The day the Internet age began
Nature: Forty years ago today the first message was sent between computers on the ARPANET. Vinton G. Cerf, who was a principal programmer on the project, reflects on how our online world was shaped by its innovative origins.
Swift sees ancient cosmic blast
NPR: The NASA Swift satellite has discovered the most distant γ-ray burst seen and the earliest astronomical object ever observed in cosmic history.
Two teams of scientists made the discovery, which they report in Nature.
Related Links
Astronomers detect most distant object ever seen
Related Nature Links
Most distant cosmic blast seen
A γ-ray burst at a redshift of z ≈ 8.2
An intergalactic race in space and time
GRB 090423 at a redshift of z ≈ 8.1
QinetiQ chief resigns
guardian.co.uk: The chief executive of defense research technology firm QinetiQ has quit the company just hours after it was criticized by the official report into a 2006 Nimrod plane crash in Afghanistan, which claimed 14 lives.
Graham Love, who has run the company for the last four years, is departing on 30 November. His replacement, Leo Quinn, is the former chief executive of bank-note maker DeLaRue.
“We have been looking at succession planning for over a year,” a company spokesman said. “[It is] mistaken to directly link the two events.”
What happened to global warming? Scientists say just wait a bit
Science: The blogosphere has been having a field day with global warming’s apparent decade-long stagnation. Negotiators are working toward an international global warming agreement to be signed in Copenhagen in December, yet there hasn’t been any warming for a decade. What’s the point, bloggers ask?
Climate researchers are beginning to answer back in their preferred venue, the peer-reviewed literature. The pause in warming is real enough, but it’s just temporary, they argue from their analyses. A natural swing in climate to the cool side has been holding greenhouse warming back, and such swings don’t last forever. “In the end, global warming will prevail,” says climate scientist Gavin Schmidt of NASA’s Goddard Institute for Space Studies (GISS) in New York City.
Study finds quake risk at Los Alamos
latimes.com: A big earthquake and resultant fire could trigger potentially deadly releases of radioactive materials from Los Alamos National Laboratory in New Mexico due to “major deficiencies” in the nuclear weapons lab’s safety planning, federal safety experts warned Tuesday.

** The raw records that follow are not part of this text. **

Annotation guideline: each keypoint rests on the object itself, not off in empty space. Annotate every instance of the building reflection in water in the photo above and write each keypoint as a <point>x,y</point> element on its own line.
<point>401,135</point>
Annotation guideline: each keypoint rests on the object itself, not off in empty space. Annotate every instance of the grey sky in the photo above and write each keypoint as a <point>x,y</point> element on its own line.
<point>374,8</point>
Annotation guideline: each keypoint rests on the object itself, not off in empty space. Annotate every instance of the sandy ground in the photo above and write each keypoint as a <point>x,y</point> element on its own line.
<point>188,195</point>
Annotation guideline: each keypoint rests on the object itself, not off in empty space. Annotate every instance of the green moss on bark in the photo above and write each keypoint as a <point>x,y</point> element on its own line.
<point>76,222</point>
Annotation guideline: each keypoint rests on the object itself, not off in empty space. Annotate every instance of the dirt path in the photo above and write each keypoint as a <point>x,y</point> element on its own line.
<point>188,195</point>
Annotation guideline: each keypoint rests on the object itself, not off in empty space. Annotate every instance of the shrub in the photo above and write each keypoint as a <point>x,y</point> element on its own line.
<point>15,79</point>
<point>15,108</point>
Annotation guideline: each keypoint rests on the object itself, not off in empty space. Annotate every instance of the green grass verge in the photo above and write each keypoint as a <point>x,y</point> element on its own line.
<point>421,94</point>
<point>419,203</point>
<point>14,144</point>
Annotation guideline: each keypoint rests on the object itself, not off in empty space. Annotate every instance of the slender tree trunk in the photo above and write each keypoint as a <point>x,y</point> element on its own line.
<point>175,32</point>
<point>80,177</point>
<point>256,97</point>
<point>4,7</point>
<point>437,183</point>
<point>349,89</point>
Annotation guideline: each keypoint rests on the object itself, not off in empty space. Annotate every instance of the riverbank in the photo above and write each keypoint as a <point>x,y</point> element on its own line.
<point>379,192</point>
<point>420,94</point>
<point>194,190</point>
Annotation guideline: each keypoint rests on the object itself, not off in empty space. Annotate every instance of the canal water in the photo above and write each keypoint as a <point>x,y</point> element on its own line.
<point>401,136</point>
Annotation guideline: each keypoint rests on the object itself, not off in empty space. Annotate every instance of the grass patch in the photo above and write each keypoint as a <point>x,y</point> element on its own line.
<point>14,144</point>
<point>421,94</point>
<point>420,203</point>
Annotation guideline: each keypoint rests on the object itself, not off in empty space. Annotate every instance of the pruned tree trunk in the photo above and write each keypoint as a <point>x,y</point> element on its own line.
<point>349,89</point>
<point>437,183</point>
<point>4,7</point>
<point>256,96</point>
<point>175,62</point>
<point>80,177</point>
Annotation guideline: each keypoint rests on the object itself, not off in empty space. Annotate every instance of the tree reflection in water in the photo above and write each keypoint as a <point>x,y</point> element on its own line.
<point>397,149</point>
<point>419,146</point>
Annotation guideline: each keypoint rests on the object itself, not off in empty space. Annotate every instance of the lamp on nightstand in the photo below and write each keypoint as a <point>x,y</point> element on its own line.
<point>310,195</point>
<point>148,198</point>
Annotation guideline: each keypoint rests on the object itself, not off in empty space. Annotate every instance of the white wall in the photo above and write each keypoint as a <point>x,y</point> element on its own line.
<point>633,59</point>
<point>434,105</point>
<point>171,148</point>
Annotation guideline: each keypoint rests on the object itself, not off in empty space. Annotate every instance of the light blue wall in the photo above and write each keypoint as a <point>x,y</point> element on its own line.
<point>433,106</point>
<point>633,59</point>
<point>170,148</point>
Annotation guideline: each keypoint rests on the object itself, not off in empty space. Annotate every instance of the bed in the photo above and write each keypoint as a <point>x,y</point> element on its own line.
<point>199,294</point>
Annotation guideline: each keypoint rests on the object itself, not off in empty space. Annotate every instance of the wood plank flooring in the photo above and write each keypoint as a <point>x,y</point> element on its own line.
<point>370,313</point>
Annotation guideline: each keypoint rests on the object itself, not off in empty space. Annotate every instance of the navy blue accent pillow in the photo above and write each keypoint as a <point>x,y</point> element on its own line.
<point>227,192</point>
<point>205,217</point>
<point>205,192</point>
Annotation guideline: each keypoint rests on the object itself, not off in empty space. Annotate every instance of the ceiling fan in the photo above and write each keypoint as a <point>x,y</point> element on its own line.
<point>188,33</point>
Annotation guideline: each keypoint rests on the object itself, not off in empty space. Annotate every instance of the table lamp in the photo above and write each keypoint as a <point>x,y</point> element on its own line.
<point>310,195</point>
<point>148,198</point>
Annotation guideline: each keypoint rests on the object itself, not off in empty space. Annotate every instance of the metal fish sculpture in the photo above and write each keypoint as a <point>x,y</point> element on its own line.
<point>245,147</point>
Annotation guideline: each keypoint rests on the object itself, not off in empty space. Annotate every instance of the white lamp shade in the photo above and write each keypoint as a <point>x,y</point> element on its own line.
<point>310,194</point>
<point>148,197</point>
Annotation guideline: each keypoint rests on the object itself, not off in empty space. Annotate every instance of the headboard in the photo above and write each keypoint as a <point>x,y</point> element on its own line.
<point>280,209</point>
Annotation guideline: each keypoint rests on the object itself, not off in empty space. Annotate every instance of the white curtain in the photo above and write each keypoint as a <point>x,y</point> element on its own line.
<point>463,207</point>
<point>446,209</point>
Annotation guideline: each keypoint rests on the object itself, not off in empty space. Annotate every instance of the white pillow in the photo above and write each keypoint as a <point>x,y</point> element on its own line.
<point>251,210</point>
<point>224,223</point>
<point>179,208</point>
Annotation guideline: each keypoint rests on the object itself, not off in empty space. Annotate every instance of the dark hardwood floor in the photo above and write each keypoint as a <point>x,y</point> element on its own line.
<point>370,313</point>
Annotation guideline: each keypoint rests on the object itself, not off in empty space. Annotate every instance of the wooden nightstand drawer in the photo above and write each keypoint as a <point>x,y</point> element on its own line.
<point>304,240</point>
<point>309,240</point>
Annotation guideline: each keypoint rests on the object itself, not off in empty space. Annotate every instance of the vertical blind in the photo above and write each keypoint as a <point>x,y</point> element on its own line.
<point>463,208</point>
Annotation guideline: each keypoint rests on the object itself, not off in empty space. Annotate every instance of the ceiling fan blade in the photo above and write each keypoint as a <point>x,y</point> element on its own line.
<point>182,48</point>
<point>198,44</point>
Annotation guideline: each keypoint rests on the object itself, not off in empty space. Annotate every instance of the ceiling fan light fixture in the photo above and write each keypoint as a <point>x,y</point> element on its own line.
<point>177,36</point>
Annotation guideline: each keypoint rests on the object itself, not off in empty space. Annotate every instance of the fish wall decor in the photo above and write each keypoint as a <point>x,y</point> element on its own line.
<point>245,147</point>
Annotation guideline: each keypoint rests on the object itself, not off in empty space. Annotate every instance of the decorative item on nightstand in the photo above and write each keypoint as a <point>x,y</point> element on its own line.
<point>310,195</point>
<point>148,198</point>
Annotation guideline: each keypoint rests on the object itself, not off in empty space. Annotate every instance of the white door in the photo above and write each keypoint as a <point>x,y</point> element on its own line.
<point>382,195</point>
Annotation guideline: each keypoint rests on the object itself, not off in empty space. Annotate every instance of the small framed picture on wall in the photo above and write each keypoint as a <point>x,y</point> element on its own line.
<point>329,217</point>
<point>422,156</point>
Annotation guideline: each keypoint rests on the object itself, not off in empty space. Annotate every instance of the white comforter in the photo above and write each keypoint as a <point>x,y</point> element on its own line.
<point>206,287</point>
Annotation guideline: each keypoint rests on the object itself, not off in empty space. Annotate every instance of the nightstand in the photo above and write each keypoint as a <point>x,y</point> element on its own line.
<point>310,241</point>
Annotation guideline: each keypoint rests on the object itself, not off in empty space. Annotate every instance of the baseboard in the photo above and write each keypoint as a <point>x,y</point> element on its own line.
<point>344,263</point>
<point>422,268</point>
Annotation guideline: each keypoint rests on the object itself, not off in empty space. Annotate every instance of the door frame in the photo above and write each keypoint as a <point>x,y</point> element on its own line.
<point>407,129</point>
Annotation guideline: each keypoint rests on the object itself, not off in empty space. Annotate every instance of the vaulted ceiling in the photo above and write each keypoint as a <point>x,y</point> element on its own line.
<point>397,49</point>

The warning from the Defense Nuclear Facilities Safety Board was sent to Energy Secretary Steven Chu, urging him to “execute both immediate and long-term actions.”
How to stop a teapot dribbling
The Daily Telegraph: A team of fluid dynamics experts have worked out what causes the so-called “teapot effect” and have come up with a way to put an end to it.
They have deduced that at low pouring speeds tea starts to stick to the inside of the spout, causing the flow to momentarily stop and then start again—in other words to dribble.
By reducing the friction between the spout and the fluid, the dribble can be all but eradicated even towards the end of a pour, claim the scientists at the University of Lyons in France.